Gather all the ingredients.
Use a zester to zest orange peel and place into a mixing bowl.
Grate garlic with a grater or garlic press and add it into the same mixing bowl.
Grate ginger with a grater and add it into the same mixing bowl.
Now combine chicken broth, Monkfruit, Soy Sauce, Sriracha and black pepper into the same mixing bowl and mix well.
Transfer sauce to a Teflon frying pan and bring to a boil on high heat. Once boiling, reduce heat to low and sprinkle in Xanthan Gum. Reduce for about 2-3 minutes or until thickened while continuously mixing to dissolve Xanthan Gum. Once thickened, remove from heat and let it cool.
Cut chicken into 1 x 1 inch cubes and set aside.

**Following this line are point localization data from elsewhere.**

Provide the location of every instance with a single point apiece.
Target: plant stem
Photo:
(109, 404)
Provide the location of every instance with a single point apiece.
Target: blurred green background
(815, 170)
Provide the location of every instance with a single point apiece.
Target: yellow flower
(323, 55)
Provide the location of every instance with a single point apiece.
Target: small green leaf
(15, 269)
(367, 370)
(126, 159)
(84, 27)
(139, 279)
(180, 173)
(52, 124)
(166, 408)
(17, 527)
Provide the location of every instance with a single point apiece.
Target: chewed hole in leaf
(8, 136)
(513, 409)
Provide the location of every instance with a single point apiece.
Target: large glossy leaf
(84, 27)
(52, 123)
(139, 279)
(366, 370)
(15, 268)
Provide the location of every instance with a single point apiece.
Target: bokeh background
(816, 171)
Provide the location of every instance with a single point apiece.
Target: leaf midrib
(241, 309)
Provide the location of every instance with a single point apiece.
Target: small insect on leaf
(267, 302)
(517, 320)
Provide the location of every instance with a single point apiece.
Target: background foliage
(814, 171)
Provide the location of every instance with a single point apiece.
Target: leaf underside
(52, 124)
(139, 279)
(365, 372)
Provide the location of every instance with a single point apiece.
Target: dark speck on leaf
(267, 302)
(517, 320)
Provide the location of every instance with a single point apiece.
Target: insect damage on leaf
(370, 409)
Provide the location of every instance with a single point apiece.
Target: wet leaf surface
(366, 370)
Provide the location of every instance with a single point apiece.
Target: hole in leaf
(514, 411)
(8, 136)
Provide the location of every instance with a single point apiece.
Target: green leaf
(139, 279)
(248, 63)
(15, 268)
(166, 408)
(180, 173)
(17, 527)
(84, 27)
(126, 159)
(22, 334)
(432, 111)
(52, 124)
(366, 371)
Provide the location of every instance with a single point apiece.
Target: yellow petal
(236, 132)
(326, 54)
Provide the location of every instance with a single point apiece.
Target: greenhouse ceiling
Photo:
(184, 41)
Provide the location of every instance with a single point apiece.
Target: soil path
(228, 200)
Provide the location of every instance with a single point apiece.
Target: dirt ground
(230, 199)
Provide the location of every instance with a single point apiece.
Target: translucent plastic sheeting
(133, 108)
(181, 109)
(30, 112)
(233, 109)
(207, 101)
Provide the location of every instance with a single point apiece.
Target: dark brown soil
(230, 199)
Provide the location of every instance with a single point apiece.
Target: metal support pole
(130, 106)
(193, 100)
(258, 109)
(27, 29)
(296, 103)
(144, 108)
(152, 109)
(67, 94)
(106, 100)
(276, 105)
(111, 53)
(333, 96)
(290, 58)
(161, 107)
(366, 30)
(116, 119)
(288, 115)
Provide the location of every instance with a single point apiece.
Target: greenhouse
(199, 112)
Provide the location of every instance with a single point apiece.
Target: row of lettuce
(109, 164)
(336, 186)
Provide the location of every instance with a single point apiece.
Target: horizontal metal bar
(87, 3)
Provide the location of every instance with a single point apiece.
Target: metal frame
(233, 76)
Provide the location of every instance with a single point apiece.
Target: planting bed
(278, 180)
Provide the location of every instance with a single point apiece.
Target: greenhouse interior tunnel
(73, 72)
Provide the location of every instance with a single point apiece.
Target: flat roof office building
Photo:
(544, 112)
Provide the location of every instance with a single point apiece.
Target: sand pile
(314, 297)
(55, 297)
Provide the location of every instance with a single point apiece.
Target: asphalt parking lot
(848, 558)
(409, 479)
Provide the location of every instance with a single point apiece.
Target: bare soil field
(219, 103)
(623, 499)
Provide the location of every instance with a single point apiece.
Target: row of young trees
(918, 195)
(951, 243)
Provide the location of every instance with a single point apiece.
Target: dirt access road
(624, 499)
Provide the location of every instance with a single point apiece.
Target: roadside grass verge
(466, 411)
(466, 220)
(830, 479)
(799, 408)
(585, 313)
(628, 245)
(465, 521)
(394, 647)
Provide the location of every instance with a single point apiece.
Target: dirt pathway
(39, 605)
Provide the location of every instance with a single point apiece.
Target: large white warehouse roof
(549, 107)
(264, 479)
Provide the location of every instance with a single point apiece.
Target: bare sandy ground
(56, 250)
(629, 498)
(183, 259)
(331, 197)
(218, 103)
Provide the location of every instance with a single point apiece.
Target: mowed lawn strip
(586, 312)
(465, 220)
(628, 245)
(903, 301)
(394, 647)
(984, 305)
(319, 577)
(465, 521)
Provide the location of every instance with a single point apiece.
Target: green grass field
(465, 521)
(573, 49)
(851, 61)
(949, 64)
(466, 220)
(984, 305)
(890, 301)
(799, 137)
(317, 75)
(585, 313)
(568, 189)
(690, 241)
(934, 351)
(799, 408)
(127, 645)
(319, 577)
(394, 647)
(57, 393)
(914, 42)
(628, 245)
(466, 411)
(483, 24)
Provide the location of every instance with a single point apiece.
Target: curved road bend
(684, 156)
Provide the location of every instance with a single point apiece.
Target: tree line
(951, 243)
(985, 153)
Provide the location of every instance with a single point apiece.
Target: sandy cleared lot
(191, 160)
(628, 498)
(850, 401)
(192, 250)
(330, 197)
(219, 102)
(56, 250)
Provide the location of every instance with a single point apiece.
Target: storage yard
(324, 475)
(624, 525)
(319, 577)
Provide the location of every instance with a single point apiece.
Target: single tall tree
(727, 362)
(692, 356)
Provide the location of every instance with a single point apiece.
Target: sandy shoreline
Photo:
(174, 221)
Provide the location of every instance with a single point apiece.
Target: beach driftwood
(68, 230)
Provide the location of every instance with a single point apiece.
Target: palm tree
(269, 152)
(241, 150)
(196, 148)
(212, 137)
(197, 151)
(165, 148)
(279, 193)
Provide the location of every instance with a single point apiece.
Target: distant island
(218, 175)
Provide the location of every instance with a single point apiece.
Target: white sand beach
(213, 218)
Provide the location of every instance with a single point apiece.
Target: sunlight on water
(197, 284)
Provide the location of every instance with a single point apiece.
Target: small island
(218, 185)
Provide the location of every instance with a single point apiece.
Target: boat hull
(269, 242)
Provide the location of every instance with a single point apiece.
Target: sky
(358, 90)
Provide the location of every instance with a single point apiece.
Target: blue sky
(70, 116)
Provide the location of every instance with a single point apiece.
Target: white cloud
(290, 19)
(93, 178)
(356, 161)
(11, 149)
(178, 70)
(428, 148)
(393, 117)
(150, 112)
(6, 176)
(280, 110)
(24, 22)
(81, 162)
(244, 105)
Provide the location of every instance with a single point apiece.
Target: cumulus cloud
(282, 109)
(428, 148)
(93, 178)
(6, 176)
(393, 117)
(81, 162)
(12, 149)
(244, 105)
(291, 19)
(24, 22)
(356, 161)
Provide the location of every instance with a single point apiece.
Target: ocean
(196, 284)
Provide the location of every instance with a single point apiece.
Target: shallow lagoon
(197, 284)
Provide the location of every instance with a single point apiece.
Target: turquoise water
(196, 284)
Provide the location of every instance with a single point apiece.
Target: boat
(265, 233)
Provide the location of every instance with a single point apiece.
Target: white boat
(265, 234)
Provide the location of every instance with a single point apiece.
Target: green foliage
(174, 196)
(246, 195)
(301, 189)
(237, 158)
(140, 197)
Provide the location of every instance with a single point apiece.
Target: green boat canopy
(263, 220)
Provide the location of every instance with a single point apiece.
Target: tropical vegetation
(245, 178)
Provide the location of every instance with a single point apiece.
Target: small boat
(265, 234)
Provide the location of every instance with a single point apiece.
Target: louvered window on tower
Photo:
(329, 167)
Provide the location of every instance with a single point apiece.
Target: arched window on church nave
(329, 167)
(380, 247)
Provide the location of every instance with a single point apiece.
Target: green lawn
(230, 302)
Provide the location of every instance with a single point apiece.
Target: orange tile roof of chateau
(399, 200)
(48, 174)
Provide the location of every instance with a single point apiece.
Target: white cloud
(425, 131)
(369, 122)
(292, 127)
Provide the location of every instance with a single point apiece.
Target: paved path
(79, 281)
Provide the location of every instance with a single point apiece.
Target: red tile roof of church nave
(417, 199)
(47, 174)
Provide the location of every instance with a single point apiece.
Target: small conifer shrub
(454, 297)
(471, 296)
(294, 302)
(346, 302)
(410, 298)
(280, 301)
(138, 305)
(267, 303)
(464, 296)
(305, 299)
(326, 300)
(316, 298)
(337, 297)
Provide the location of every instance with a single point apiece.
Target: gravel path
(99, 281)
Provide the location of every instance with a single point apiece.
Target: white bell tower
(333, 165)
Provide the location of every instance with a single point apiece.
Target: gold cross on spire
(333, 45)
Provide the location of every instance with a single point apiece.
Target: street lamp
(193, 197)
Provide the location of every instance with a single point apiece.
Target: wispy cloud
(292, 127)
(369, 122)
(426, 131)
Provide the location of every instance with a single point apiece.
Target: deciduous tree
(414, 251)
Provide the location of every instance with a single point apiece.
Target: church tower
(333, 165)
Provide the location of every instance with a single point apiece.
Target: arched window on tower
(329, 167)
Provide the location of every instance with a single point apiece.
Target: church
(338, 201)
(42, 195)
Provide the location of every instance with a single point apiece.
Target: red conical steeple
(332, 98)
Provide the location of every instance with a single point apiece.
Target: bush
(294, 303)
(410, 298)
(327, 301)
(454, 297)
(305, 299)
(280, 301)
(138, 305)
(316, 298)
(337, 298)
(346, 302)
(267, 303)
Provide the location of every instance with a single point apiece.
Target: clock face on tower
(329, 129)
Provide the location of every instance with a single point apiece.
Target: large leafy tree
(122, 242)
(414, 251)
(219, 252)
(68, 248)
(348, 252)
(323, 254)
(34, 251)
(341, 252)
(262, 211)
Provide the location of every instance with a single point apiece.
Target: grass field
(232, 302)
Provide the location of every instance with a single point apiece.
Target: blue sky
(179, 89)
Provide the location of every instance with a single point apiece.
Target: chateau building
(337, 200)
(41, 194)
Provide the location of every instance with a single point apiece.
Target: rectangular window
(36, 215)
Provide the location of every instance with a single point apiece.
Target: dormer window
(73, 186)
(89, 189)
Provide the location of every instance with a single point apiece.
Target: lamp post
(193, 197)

Pour Unflavored Pork Rinds into a food processor and pulse until ground into very fine. You can also use your hands to crush the pork rinds if you don’t have a food processor, but we strongly recommend using a food processor. Note – Skip this step if you are using Pork Panko.
Fill a mixing bowl with with beaten eggs and the another mixing bowl with crushed Unflavored Pork Rinds.
Take the cubed chicken and coat each piece of chicken in beaten eggs then into the crushed Unflavored Pork Rinds. Transfer coated chicken over to the air fryer rack and fry for 8-10 minutes at 390F.
In the meantime, chop up the green onions and set aside.
Once orange chicken is air fried, coat with reduce sauce from step 6), transfer to serving plate and sprinkle chopped green onions. Enjoy!